In this personal injury case the claimant was injured when a car made a left-hand turn into his path while driving northbound on Nelson Avenue in Burnaby. The claimant suffered tinnitus predominantly in his right ear, dizziness, balance issues, jaw pain, and soft tissue injuries to his chest, neck, shoulders, back, and right shin. The soft tissues injuries resolved within a few months.(Christensen v. Jand, 2018 BCSC 1294)

The claimant was an on-call temporary letter carrier at the time of the car accident. He successfully argued the accident injuries reduced his ability to earn income.  The judge accepted that he did not sustain any past loss of earning capacity beyond the initial six-month period during which his physical injuries limited him. However, this did not preclude a future loss of earning capacity.

A claim for loss of future earning capacity raises two key questions according to the Supreme Court Judge: (1) has the claimant’s earning capacity been impaired by his injuries; and, if so, (2) what compensation should be awarded for the resulting harm that will accrue over time?

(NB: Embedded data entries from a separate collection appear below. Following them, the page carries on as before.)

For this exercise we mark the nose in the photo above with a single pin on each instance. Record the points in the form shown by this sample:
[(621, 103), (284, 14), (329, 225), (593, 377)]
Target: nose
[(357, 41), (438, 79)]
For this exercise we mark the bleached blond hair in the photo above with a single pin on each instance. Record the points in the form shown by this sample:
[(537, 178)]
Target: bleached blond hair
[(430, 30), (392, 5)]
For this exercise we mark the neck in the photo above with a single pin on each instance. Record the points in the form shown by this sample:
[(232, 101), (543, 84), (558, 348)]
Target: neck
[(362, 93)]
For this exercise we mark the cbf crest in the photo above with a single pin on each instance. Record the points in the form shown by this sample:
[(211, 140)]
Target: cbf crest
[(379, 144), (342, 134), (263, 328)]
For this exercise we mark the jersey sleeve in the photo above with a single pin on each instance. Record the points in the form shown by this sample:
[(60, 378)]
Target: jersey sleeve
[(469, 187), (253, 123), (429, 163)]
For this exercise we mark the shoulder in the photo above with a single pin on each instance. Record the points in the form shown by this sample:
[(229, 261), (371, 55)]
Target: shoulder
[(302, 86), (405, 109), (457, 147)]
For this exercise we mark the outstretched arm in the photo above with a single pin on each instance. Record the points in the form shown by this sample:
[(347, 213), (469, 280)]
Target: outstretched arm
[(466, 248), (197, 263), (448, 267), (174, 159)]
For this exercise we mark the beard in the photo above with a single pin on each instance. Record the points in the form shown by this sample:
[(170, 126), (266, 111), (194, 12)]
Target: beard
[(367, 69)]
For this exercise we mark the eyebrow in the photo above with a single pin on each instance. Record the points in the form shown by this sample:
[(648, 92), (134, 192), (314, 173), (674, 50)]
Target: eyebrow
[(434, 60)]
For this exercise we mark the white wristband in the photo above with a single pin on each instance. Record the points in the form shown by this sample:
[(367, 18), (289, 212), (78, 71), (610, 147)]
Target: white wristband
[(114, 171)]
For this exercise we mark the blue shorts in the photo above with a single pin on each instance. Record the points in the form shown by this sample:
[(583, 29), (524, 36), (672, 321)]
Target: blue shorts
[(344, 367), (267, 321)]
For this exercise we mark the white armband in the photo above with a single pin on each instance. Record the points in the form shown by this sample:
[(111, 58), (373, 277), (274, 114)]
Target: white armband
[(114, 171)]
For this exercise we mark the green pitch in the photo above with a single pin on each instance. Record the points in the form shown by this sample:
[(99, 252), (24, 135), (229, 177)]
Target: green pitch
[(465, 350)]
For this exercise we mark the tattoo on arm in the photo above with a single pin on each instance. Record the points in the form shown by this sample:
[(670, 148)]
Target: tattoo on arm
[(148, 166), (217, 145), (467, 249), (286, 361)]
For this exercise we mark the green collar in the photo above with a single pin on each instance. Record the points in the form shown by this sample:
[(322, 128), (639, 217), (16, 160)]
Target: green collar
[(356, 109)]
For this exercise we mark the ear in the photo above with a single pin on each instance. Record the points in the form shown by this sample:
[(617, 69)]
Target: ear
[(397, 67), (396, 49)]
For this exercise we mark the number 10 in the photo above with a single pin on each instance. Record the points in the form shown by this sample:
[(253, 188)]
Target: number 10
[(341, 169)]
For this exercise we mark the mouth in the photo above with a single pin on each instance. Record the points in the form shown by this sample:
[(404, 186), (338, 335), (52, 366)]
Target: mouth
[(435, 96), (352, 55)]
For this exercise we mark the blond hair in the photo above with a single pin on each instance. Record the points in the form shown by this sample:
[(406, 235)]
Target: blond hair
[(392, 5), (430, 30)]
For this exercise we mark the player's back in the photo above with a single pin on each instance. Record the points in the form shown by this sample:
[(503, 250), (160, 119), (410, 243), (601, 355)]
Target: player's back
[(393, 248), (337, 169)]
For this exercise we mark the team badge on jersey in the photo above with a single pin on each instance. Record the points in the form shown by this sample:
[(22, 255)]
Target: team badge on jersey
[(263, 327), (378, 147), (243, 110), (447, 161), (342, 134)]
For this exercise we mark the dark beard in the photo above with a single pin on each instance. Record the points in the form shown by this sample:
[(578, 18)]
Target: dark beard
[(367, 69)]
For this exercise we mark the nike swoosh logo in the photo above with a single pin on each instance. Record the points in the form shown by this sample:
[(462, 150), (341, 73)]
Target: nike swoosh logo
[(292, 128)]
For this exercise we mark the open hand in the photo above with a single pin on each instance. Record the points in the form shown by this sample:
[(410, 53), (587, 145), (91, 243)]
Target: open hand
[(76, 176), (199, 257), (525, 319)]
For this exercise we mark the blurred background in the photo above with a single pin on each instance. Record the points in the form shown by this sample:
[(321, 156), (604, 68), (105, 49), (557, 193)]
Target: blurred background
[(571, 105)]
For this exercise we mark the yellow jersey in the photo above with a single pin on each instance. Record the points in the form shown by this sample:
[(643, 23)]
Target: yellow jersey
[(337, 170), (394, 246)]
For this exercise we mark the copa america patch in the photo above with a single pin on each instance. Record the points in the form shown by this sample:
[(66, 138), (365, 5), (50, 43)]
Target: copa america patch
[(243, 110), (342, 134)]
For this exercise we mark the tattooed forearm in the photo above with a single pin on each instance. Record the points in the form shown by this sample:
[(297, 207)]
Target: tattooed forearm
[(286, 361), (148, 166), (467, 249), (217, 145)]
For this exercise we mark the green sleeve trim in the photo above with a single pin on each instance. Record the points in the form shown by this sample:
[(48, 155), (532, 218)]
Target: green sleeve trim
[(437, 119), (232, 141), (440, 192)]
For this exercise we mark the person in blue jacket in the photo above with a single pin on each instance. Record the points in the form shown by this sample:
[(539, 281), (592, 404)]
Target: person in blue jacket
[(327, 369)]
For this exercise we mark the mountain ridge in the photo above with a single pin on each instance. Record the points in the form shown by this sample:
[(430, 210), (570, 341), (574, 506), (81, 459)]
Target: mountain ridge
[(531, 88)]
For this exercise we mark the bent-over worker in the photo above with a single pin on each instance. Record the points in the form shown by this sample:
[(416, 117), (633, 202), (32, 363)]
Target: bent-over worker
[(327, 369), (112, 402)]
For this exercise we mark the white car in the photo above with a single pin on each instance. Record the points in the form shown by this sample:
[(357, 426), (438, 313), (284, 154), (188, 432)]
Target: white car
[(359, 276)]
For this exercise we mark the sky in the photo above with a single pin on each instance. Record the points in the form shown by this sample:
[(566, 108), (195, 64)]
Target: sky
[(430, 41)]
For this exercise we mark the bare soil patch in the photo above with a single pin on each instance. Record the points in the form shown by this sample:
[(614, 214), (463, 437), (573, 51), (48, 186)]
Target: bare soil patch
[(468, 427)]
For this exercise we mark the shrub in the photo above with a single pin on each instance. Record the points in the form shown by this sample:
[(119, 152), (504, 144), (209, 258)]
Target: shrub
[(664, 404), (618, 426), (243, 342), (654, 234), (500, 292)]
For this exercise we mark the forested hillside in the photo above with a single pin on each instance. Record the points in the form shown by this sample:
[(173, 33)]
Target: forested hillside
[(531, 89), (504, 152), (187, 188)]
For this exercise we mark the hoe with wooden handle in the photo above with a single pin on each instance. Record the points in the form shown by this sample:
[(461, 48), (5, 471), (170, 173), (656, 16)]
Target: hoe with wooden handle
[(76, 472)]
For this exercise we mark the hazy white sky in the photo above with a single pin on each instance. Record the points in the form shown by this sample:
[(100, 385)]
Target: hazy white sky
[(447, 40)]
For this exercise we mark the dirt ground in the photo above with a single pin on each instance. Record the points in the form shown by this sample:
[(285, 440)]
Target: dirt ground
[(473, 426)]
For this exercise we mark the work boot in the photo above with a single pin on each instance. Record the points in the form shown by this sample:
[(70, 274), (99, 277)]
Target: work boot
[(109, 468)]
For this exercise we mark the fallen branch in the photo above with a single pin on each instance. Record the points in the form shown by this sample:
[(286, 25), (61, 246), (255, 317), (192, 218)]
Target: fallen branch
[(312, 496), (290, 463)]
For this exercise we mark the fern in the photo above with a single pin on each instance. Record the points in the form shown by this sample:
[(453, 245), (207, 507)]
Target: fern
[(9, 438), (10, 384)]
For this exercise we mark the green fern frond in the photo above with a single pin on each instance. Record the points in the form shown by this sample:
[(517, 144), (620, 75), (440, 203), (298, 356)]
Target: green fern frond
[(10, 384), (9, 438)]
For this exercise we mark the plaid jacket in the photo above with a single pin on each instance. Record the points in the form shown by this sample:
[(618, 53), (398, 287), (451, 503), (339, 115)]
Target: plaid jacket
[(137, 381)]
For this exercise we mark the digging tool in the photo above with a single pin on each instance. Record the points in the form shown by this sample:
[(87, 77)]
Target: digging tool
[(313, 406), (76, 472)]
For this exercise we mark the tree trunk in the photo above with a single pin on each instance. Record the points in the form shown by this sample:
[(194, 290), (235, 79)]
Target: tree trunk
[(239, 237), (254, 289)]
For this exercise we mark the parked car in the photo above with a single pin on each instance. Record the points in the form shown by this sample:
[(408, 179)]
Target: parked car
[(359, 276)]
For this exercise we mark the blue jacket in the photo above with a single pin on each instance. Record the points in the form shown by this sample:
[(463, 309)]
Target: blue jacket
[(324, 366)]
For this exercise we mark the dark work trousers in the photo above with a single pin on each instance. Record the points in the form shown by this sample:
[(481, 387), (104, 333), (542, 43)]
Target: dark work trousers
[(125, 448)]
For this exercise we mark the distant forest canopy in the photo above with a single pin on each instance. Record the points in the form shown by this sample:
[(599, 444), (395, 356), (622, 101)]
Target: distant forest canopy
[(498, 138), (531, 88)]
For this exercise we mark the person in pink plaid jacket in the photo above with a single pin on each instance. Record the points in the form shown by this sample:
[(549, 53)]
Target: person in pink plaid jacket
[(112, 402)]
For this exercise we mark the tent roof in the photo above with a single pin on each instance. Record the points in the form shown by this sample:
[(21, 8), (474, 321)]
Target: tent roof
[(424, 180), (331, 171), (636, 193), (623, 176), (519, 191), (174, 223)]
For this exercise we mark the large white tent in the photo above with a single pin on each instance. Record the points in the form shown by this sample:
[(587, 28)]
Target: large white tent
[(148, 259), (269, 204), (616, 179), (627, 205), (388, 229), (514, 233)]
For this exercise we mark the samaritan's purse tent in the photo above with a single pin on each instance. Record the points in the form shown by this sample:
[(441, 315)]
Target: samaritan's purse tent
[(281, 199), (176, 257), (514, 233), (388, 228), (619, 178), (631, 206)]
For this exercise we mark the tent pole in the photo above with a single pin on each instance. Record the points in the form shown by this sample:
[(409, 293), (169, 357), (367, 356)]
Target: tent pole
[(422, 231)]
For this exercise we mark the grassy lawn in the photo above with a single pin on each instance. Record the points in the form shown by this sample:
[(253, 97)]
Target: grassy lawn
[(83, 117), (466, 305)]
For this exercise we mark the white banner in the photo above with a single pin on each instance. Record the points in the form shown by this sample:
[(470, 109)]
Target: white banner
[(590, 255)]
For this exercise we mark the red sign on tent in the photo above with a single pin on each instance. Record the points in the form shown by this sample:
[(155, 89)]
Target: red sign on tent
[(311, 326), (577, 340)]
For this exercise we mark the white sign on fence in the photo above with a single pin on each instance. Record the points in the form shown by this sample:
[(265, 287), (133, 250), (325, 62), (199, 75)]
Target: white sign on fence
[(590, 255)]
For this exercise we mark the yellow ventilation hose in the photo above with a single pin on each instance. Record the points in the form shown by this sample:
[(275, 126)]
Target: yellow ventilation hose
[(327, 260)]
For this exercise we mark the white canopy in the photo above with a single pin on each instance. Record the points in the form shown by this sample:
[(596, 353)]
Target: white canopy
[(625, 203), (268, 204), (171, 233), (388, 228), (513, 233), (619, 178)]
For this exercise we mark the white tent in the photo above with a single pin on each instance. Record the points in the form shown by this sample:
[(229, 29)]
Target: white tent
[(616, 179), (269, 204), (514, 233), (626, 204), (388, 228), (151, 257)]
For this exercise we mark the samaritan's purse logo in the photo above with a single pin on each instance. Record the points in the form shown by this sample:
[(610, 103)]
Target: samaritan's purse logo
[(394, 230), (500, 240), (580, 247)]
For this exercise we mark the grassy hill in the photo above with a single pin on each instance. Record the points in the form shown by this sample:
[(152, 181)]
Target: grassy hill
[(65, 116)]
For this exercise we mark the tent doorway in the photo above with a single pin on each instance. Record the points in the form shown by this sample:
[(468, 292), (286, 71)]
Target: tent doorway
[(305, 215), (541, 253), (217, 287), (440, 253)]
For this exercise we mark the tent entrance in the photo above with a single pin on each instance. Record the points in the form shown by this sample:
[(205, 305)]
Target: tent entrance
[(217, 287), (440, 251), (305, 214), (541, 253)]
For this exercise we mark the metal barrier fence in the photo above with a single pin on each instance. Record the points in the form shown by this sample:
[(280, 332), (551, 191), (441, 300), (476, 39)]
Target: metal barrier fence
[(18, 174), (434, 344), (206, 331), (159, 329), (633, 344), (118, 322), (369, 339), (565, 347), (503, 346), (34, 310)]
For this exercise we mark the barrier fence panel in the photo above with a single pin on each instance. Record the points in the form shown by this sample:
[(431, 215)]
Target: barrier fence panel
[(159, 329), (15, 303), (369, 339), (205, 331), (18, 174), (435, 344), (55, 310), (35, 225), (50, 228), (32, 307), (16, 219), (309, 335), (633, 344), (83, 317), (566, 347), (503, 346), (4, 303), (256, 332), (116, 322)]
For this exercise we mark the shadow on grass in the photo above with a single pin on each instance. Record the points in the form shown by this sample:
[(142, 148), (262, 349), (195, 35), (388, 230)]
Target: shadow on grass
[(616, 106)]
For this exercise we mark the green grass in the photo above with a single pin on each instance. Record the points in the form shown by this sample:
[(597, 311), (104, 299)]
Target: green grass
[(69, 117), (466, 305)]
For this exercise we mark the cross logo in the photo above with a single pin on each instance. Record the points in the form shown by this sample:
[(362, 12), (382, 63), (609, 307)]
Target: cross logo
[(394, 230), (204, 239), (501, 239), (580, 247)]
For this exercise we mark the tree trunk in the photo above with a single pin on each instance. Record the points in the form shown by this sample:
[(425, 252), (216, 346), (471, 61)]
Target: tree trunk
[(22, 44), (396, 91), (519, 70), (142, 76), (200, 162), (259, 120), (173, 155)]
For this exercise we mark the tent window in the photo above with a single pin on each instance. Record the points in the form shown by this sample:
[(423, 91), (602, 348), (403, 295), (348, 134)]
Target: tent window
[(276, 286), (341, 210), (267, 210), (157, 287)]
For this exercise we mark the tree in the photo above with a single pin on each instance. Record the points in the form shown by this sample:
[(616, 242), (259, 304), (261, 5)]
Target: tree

The claim for loss of future earning capacity was made on the basis that his plan was to continue working at Canada Post and would one day become a permanent employee.  As a postal worker he will not be able to take advantage of on-call work.  After the car accident, he tried on-call work but felt dizzy while sorting mail. He was not able to sort large amounts of mail. He was less efficient at sorting than his co-workers.

The claimant said that his loss of earning capacity justified damages in a range of $75,882-$243,500. The high end of the range was a calculation based on what he is currently earnings, $36,111, and what he would have earned if working full-time, $51,000. The present values of these two salaries to age 70 is $843,500 and $600,000, hence the difference of $243,500.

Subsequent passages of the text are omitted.